From: David Kerr <dmk(at)mr-paradox(dot)net>
To: pgsql-performance(at)postgresql(dot)org
Subject: Re: Very long deletion time on a 200 GB database
Date: 2012-02-28 17:06:08
Message-ID: (view raw, whole thread or download thread mbox)
Lists: pgsql-performance
On 02/27/2012 12:08 AM, Reuven M. Lerner wrote:
> Hi, everyone. I wanted to thank you again for your help on the huge
> delete problem that I was experiencing.
> After a lot of trial and error, we finally came to the conclusion that
> deleting this much data in the time frame that they need, on
> underpowered hardware that is shared with an application, with each test
> iteration taking 5-9 hours to run (but needing to run in 2-3), is just
> not going to happen. We tried many of the options that people helpfully
> suggested here, but none of them gave us the performance that we needed.
> (One of the developers kept asking me how it can possibly take so long
> to delete 200 GB, when he can delete files of that size in much less
> time. I had to explain to him that deleting rows from a database, is a
> far more complicated task, and can't really be compared to deleting a
> few files.)
> In the end, it was agreed that we could execute the deletes over time,
> deleting items in the background, or in parallel with the application's
> work. After all, if the disk is filling up at the rate of 2 GB/day, then
> so long as we delete 4 GB/day (which is pretty easy to do), we should be
> fine. Adding RAM or another disk are simply out of the question, which
> is really a shame for a database of this size.

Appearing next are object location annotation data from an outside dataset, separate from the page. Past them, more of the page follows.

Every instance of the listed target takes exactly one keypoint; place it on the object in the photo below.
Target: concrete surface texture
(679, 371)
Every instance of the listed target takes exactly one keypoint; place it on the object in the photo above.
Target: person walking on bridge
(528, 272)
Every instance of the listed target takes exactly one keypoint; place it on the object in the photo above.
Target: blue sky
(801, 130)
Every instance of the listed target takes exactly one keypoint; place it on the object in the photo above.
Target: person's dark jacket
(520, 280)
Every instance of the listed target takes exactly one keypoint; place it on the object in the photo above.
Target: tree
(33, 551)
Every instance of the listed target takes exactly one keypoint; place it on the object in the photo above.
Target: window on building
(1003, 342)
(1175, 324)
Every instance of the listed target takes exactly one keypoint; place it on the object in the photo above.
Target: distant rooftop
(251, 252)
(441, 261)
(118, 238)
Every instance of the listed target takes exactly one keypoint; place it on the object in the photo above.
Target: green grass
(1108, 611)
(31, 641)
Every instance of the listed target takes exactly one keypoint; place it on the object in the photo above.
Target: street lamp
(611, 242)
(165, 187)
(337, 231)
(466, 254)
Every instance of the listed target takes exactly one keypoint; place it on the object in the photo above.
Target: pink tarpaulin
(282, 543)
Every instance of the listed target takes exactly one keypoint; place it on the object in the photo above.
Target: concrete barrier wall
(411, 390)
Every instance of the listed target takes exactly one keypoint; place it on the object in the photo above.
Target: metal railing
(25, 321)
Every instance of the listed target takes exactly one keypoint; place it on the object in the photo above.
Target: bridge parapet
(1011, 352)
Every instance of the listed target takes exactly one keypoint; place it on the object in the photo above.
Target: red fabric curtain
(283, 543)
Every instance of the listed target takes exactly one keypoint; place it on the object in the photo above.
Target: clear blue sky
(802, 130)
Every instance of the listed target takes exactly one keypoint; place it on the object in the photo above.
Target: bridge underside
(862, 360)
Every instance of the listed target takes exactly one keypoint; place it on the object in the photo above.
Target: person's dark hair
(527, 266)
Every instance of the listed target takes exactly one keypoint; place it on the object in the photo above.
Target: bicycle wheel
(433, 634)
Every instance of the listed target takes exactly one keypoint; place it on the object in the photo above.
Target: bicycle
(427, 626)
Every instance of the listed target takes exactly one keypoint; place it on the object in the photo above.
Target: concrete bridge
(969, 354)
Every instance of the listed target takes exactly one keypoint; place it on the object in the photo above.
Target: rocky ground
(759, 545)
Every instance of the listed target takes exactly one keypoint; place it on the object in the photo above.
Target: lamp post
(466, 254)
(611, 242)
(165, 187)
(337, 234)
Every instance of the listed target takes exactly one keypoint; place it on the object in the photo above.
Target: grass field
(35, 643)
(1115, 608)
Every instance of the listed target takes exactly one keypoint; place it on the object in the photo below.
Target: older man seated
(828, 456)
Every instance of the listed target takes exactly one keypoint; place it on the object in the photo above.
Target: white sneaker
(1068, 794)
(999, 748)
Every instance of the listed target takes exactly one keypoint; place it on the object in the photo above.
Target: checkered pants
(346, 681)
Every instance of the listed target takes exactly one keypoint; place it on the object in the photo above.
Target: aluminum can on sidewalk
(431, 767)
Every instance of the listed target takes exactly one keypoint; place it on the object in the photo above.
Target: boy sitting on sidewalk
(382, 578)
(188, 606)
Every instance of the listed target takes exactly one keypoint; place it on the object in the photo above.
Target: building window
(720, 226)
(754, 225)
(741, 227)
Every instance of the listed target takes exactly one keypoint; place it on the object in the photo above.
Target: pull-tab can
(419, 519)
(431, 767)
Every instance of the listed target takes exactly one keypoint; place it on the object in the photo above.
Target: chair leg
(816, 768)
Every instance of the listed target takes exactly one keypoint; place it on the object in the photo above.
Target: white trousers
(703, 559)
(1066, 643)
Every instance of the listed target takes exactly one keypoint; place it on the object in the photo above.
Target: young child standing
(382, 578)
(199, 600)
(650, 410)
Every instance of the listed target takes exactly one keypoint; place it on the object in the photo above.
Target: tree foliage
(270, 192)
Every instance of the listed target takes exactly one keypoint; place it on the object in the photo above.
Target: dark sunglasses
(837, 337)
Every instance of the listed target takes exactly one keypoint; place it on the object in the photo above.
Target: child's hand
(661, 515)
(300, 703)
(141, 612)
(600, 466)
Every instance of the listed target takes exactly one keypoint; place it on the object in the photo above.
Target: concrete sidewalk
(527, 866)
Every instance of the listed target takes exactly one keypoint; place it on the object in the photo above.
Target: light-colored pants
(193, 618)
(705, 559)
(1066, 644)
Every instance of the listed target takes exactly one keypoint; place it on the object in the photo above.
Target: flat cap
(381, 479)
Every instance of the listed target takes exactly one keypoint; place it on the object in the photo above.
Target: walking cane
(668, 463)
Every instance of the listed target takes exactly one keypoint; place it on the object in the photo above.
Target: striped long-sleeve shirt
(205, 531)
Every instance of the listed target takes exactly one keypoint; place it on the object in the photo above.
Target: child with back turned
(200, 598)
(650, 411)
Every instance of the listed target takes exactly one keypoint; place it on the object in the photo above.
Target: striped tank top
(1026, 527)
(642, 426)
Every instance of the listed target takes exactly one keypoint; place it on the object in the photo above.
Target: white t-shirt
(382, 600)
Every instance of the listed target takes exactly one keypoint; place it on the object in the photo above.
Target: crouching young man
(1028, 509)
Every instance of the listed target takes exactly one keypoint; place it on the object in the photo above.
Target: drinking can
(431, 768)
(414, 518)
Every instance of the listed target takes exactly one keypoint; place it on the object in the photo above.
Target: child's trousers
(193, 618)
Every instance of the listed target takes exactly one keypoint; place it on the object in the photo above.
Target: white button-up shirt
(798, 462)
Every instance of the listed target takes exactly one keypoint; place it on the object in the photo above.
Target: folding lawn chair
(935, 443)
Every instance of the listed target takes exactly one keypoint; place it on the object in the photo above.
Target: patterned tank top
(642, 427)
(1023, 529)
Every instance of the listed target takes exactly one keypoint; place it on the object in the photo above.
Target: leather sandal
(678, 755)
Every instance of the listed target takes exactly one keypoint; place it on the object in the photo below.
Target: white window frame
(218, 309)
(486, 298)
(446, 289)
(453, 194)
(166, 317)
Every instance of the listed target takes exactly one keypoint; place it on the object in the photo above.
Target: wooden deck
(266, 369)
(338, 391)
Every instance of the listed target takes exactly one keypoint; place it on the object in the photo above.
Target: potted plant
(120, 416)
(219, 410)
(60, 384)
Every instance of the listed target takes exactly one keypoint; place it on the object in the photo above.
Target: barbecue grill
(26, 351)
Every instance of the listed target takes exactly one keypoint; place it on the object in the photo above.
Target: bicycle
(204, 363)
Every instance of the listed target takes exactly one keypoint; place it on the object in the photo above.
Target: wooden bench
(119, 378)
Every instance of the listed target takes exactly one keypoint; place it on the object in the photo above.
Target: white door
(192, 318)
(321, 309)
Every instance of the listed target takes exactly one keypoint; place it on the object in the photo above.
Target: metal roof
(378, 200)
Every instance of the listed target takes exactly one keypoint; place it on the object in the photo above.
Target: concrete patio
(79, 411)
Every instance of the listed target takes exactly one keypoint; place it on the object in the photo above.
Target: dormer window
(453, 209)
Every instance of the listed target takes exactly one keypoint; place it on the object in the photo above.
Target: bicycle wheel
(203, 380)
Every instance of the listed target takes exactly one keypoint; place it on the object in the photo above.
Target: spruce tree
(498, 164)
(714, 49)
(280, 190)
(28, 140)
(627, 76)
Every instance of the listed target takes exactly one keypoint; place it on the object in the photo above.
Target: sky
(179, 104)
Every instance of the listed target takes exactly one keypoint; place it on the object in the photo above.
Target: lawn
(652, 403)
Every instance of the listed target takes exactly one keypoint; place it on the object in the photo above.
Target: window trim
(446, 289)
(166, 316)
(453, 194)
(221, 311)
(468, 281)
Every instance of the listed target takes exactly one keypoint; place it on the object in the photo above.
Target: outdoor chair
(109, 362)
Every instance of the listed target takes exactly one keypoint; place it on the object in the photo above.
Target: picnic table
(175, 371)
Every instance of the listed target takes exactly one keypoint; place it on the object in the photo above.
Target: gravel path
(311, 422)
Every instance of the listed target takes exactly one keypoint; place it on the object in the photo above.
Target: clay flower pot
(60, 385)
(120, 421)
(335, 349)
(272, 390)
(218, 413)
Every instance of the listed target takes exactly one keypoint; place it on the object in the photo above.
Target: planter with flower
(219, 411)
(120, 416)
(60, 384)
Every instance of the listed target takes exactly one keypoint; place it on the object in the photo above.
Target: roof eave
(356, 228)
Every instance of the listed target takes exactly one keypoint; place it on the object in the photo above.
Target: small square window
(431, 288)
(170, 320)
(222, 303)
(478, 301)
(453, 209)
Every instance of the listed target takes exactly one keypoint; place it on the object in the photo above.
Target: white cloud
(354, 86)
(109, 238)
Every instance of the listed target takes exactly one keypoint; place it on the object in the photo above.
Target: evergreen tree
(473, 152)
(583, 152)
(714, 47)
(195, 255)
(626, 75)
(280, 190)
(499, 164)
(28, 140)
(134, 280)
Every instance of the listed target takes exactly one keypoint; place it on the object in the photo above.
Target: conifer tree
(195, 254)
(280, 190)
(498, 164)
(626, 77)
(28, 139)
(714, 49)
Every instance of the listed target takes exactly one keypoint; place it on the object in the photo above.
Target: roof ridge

I'm coming a little late to the tread but i didn't see anyone propose 
some tricks I've used in the past to overcome the slow delete problem.

First - if you can drop your FKs, delete, re-create your FKs you'll find 
that you can delete an amazing amount of data very quickly.

second - if you can't do that - you can try function that loops and 
deletes a small amount at a time, this gets around the deleting more 
data then you can fit into memory problem. It's still slow but just not 
as slow.

third - don't delete, instead,
create new_table as select * from old_table where <records are not the 
ones you want to delete>
rename new_table to old_table;
create indexes and constraints
drop old_table;

fourth - I think some folks mentioned this, but just for completeness, 
partition the table and make sure that your partition key is such that 
you can just drop an entire partition.

Hope that helps and wasn't redundant.